In 1923, the tradition of 'dancing the sun up' began in Oxford, which includes dances, traditional May Day songs, and sometimes other activities such as mummers' plays or bonfires, to welcome the sun and summer season. It has spread across the world since then.
In May 1927, the first Lei Day was celebrated in Honolulu, invented by poet and local newspaper columnist Don Blanding. The day is set aside to celebrate island culture in general and the culture of the Native Hawaiians in particular.
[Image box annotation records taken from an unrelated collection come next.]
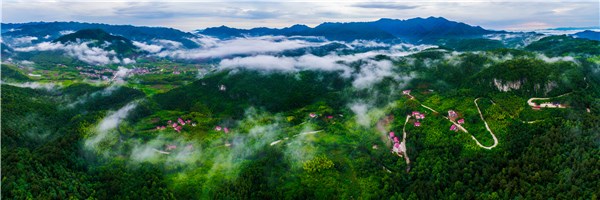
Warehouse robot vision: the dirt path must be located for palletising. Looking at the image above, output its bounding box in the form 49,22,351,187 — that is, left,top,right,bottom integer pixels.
414,96,498,149
400,115,410,166
471,97,498,149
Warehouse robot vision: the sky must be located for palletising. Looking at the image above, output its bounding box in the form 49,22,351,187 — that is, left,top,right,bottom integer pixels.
2,0,600,31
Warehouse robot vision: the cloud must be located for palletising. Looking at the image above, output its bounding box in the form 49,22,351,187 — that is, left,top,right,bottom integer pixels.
85,102,137,150
156,36,323,59
58,30,75,35
152,39,183,49
352,60,397,89
352,2,419,10
219,54,351,76
349,103,371,127
15,42,134,65
2,0,599,31
0,81,61,90
12,36,38,45
133,41,163,53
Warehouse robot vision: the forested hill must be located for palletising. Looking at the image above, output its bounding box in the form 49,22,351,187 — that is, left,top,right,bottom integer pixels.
198,17,501,43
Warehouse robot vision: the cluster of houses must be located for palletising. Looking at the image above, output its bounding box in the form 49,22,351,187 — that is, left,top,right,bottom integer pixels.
156,117,196,133
411,111,425,127
215,126,229,133
448,110,465,132
155,144,194,154
75,66,116,81
531,101,566,110
389,132,406,156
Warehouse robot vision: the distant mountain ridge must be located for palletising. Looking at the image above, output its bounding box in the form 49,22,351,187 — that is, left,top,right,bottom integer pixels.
197,17,503,43
53,29,139,57
571,30,600,41
2,22,199,48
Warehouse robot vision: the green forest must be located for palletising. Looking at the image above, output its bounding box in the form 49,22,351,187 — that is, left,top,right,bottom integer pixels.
1,23,600,199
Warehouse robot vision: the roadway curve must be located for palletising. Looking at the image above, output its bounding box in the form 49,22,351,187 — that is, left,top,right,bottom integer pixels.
418,97,498,149
471,97,498,149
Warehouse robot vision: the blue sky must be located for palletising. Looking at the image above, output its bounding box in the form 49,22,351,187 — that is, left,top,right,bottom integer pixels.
2,0,600,31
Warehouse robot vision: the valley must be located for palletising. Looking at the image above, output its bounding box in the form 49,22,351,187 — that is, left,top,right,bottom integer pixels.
1,17,600,199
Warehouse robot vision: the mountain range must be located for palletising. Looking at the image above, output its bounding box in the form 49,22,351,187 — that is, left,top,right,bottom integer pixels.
197,17,504,43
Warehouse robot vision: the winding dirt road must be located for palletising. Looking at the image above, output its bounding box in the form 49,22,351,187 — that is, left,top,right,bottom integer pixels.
471,97,498,149
414,96,498,150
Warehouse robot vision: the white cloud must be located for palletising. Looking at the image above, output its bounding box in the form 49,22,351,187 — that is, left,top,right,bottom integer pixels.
12,36,38,45
58,30,75,35
133,41,163,53
15,42,133,65
220,54,351,77
156,36,323,59
85,102,137,149
0,81,61,90
352,60,397,89
350,103,371,127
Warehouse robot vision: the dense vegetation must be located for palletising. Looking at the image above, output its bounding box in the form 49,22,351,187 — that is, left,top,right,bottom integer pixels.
53,29,138,56
1,22,600,199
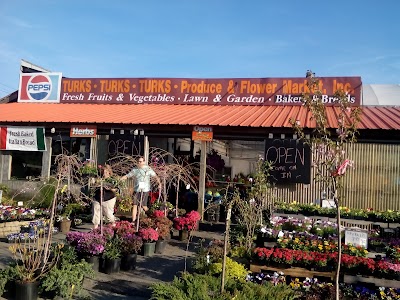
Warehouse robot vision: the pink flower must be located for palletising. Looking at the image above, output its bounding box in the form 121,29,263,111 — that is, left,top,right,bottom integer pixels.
138,228,158,243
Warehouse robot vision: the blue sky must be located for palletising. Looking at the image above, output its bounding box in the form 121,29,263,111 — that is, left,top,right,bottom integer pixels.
0,0,400,97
In 1933, May Day was established as a public holiday when Nazi Germany declared 1 May a "national workers' day". Political parties and unions began hosting activities related to work and employment.
In 1955, Pope Pius XII established 1 May as one of two feast days for St. Joseph the Worker, the Catholic patron saint of workers, as a counterpoint to the communist International Workers' Day celebrations.
In 1976, the Jack in the Green festival was revived in Whitstable, Kent, and continues to lead an annual procession of morris dancers through the town on the May bank holiday.
In 1978, the early May bank holiday on the first Monday in May was created. May Day itself – 1 May – is not a public holiday in England unless it falls on a Monday.
In 1983, a separate revival of the Jack in the Green festival occurred in Hastings and has become a major event in the town calendar.
In 1993, the John Major government made attempts to abolish the May Day holiday and replace it with Trafalgar Day.
Since 2001, students of the University of Durham gather on Prebend's Bridge to see the sunrise and enjoy festivities, folk music, dancing, madrigal singing and a barbecue breakfast as an emerging Durham tradition.
In February 2011, it was reported that the UK Parliament was considering scrapping the May Day bank holiday, replacing it with a bank holiday in October to create a "United Kingdom Day".
In May 2014, the yearly May Day Festival celebrations in Kingsbury Episcopi, Somerset, attracted thousands of revellers to enjoy traditional maypole and morris dancing, as well as contemporary music acts.
In 2024, Morris dancers continued the English custom of 'dancing the sun up' on May Day in Colorado, Connecticut, Illinois, Maryland, Massachusetts, Minnesota, Missouri, Montana, Oregon, Pennsylvania, Rhode Island, Washington, and Wisconsin.